Michelle Teplensky wins a prestigious prize for her research on a smart system for releasing type-2 diabetes drugs to patients over the long term so that they no longer damage their health if they miss a dose.
A Gates Cambridge Scholar has won a prestigious prize for her research on a smart system for releasing type-2 diabetes drugs to patients over the long term so that they no longer damage their health if they miss a dose.
Michelle Teplensky [2014] won the $500 National Student Paper Competition for the American Institute of Chemical Engineers. The prize was announced at their Annual Student Meeting in Atlanta, Georgia, in November. The competition entails students giving an oral presentation of data from their research.
Participants first had to win a regional conference in their area. The AIChE says participation offers “valuable, real-world experience for students”. Michelle’s presentation was based on research on type-2 diabetes she conducted in the Langer/Anderson Lab at MIT in her final year as an undergraduate. Type-2 diabetes is characterised by insulin-resistance, hyperglycemia and dysfunctional insulin hormone signalling and accounts for 90-95% of all total cases of diabetes. The total population affected is expected to reach 4.4% worldwide in 2030.

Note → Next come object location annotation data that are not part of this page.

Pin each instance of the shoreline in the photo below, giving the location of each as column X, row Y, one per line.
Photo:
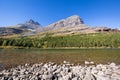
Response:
column 65, row 71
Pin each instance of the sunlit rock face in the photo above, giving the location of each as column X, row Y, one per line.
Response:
column 70, row 21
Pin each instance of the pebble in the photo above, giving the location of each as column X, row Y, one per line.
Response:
column 65, row 71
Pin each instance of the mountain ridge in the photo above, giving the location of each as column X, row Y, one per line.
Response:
column 71, row 25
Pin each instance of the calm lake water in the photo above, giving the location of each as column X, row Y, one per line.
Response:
column 13, row 57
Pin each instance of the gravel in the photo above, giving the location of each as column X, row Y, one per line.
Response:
column 64, row 71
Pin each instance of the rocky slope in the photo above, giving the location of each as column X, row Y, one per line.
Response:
column 70, row 25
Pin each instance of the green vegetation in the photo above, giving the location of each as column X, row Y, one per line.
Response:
column 108, row 40
column 14, row 57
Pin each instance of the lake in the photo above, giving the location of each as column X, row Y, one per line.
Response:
column 14, row 57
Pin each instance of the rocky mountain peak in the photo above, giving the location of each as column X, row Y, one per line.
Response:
column 75, row 19
column 32, row 22
column 71, row 21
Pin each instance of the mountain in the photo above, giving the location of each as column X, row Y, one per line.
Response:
column 69, row 26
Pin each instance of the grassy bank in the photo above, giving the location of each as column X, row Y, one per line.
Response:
column 101, row 40
column 13, row 57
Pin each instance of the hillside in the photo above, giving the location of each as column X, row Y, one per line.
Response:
column 73, row 25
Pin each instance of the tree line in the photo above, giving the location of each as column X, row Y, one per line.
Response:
column 87, row 41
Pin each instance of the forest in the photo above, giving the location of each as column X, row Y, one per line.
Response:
column 110, row 40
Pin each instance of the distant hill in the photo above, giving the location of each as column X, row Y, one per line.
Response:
column 71, row 25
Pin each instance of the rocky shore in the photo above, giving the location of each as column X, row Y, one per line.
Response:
column 65, row 71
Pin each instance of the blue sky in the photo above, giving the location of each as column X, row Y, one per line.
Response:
column 93, row 12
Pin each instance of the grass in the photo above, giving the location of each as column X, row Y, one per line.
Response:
column 14, row 57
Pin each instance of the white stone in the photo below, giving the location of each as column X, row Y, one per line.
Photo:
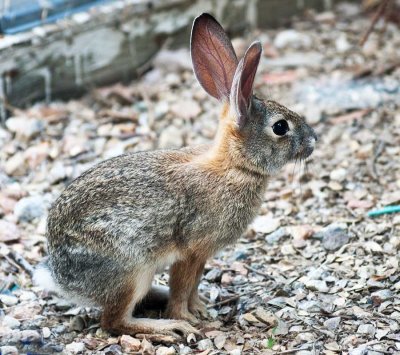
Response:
column 75, row 347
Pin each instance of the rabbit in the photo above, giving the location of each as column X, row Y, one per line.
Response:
column 119, row 222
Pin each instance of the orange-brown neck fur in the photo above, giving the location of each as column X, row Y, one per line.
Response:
column 226, row 153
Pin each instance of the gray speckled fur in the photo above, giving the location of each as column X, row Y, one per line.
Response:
column 125, row 212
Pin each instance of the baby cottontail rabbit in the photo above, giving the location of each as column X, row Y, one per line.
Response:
column 122, row 220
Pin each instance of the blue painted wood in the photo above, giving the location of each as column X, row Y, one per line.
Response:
column 21, row 15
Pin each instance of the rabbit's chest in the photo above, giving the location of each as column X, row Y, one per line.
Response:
column 223, row 218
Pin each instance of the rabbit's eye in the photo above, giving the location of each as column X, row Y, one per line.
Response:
column 280, row 128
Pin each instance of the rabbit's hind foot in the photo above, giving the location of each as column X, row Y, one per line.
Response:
column 121, row 325
column 198, row 308
column 118, row 317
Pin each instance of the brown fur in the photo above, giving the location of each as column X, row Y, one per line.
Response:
column 120, row 221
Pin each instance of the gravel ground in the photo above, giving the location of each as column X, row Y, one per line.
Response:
column 313, row 274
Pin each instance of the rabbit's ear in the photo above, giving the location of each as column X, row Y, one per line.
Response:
column 242, row 85
column 213, row 57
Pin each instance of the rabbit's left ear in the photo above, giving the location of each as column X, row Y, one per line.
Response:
column 242, row 85
column 213, row 57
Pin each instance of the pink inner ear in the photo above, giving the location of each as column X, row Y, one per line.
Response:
column 242, row 86
column 214, row 60
column 250, row 65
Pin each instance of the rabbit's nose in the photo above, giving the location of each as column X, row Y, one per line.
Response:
column 313, row 135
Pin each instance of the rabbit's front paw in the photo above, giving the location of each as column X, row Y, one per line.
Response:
column 198, row 308
column 180, row 329
column 181, row 313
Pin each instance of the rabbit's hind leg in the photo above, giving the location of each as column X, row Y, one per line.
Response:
column 118, row 317
column 184, row 278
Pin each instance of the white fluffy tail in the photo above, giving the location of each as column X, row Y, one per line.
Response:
column 42, row 277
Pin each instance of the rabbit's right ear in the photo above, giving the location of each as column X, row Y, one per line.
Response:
column 213, row 57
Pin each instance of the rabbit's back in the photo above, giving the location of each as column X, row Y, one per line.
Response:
column 139, row 205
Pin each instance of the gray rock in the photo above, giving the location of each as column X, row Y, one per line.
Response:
column 77, row 323
column 30, row 336
column 8, row 350
column 11, row 322
column 114, row 349
column 275, row 237
column 294, row 60
column 292, row 38
column 57, row 173
column 366, row 329
column 8, row 300
column 24, row 127
column 75, row 347
column 29, row 208
column 333, row 236
column 332, row 323
column 317, row 285
column 205, row 344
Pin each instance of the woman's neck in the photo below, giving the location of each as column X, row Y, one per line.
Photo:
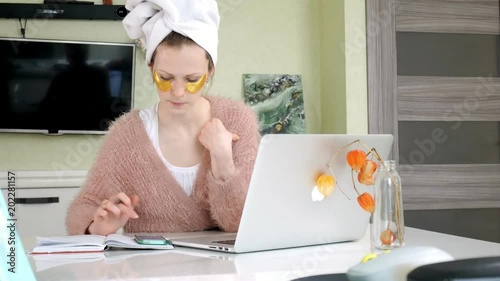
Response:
column 190, row 122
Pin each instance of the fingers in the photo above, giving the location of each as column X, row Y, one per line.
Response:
column 121, row 198
column 134, row 199
column 123, row 205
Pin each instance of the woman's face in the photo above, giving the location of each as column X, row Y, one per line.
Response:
column 180, row 66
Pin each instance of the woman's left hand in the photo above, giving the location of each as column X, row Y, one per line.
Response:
column 219, row 141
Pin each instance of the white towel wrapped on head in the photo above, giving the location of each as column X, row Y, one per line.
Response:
column 152, row 20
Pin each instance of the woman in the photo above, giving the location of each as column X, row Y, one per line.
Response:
column 185, row 163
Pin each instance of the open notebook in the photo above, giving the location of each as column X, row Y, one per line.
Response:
column 89, row 243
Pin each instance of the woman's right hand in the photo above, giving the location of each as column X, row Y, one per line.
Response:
column 113, row 214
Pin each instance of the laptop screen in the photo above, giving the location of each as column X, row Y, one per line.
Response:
column 15, row 264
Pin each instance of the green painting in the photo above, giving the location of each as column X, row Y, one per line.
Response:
column 278, row 101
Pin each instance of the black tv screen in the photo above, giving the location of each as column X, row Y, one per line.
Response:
column 57, row 87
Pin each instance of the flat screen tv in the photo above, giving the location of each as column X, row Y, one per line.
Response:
column 64, row 87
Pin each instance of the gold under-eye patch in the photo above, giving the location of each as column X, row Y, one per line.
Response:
column 166, row 85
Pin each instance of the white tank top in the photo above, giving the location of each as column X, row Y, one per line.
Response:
column 185, row 176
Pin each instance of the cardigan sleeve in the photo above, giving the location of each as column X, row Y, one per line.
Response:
column 103, row 180
column 227, row 198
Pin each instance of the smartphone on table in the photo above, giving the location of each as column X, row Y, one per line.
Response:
column 151, row 239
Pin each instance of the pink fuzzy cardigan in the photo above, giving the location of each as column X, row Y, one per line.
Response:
column 128, row 162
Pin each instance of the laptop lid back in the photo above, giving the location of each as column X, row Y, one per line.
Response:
column 14, row 260
column 279, row 211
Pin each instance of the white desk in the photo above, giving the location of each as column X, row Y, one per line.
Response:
column 288, row 264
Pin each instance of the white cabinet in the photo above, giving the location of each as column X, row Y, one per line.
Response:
column 41, row 211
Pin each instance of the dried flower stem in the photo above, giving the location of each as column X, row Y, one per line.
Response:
column 395, row 184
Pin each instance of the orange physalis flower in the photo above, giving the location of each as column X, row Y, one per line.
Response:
column 356, row 159
column 365, row 175
column 325, row 184
column 366, row 202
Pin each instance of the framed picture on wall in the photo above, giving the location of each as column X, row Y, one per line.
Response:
column 278, row 101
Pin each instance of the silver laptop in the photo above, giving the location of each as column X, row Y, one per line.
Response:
column 279, row 211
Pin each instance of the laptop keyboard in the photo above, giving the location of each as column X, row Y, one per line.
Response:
column 227, row 242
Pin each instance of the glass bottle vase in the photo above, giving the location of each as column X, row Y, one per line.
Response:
column 387, row 228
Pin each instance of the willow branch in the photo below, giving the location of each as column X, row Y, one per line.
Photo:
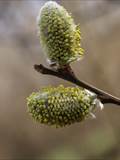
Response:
column 68, row 74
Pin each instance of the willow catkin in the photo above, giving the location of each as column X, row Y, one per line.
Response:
column 59, row 35
column 61, row 106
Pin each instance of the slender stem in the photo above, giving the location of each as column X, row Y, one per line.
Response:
column 67, row 74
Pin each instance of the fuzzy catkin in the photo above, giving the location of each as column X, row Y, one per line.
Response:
column 59, row 35
column 60, row 106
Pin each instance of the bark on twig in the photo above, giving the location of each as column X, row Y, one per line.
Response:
column 67, row 73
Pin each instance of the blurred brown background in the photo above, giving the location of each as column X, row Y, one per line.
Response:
column 20, row 136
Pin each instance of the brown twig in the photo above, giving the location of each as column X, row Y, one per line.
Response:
column 66, row 73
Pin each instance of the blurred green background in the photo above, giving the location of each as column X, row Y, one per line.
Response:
column 21, row 137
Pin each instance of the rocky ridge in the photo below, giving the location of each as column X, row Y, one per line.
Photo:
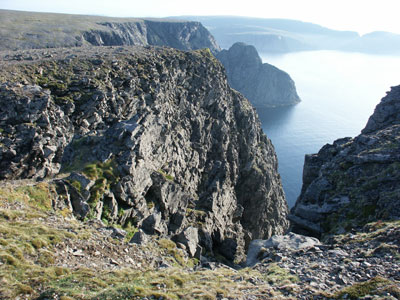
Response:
column 58, row 257
column 46, row 30
column 355, row 180
column 152, row 138
column 263, row 84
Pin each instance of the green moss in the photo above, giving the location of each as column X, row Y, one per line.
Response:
column 375, row 286
column 276, row 275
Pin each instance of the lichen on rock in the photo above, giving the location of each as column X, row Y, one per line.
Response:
column 354, row 181
column 157, row 130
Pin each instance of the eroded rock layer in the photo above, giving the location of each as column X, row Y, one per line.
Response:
column 263, row 84
column 355, row 180
column 151, row 137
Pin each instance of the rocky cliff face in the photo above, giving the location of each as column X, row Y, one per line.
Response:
column 143, row 136
column 25, row 30
column 354, row 180
column 180, row 35
column 263, row 84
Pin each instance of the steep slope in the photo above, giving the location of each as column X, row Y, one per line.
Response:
column 153, row 137
column 27, row 30
column 273, row 35
column 263, row 84
column 283, row 35
column 354, row 180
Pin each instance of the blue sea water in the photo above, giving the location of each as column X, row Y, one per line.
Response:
column 339, row 91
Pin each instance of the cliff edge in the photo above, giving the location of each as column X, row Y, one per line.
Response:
column 28, row 30
column 355, row 180
column 263, row 84
column 148, row 137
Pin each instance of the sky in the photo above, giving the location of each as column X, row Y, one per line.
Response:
column 362, row 16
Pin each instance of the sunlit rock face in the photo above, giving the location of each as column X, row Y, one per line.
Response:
column 154, row 137
column 263, row 84
column 355, row 180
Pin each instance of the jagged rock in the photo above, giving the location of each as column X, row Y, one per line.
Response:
column 139, row 238
column 263, row 84
column 154, row 225
column 290, row 242
column 113, row 232
column 73, row 197
column 75, row 31
column 355, row 180
column 190, row 238
column 168, row 144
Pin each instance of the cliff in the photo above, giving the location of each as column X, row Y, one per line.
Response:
column 27, row 30
column 355, row 180
column 148, row 137
column 263, row 84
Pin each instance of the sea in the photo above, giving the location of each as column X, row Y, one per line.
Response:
column 339, row 91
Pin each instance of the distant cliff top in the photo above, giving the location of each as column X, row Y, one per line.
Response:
column 28, row 30
column 263, row 84
column 355, row 180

Current treatment of type-2 diabetes involves a drug regimen using small molecule pharmaceutics that act on biological pathways to regulate glycemic control. These drugs modulate glucose metabolism, insulin secretion and/or insulin sensitivity. Patients who have the best outcome are those who follow the drug regimen to the letter. Those who are more erratic have worse outcomes.
Michelle, who is doing a PhD in Chemical Engineering, says controlled drug delivery could reduce dependence on patient compliance and enable more autonomous therapies. It is thought that drug delivery from polymeric biodegradable constructs or stimuli-response “smart” gels could provide a basis for self-regulated systems and Michelle’s work focused on how glucose acts as an important trigger in the design of polymeric drug delivery systems for type-2 diabetes.
She says: “In our research, we have developed several drug-delivery formulations that provide long-term temporal control over drug release. These efforts have resulted in the successful encapsulation of type-2 diabetes drugs, and control over their release kinetics over a period of days.”
Further efforts to make autonomous therapies will continue to investigate tighter control over glucose-responsive polymeric constructs, with the eventual goal of developing smart glucose-sensing technology for on-demand drug delivery that responds in real time to patient glucose levels. Preliminary efforts have also explored the use of these particles to control blood glucose levels in an animal model of type-2 diabetes. Michelle adds: “It is our hope that, through this work, the efficacy of type-2 diabetes drug therapy will be improved through smarter design of materials-based therapies. The success of the research would not have been possible without the guidance of my mentors – specifically Dr Matthew Webber and Dr Benjamin Tang – as well as the entire Langer/Anderson Lab. It was an honour to be presenting this research at the national level alongside talented peers and I am incredibly grateful to AIChE, the co-chairs of the competition Dr Douglas Ludlow and Dr William Pitt, and the judges who all devoted their time for their selection of me as the winner.”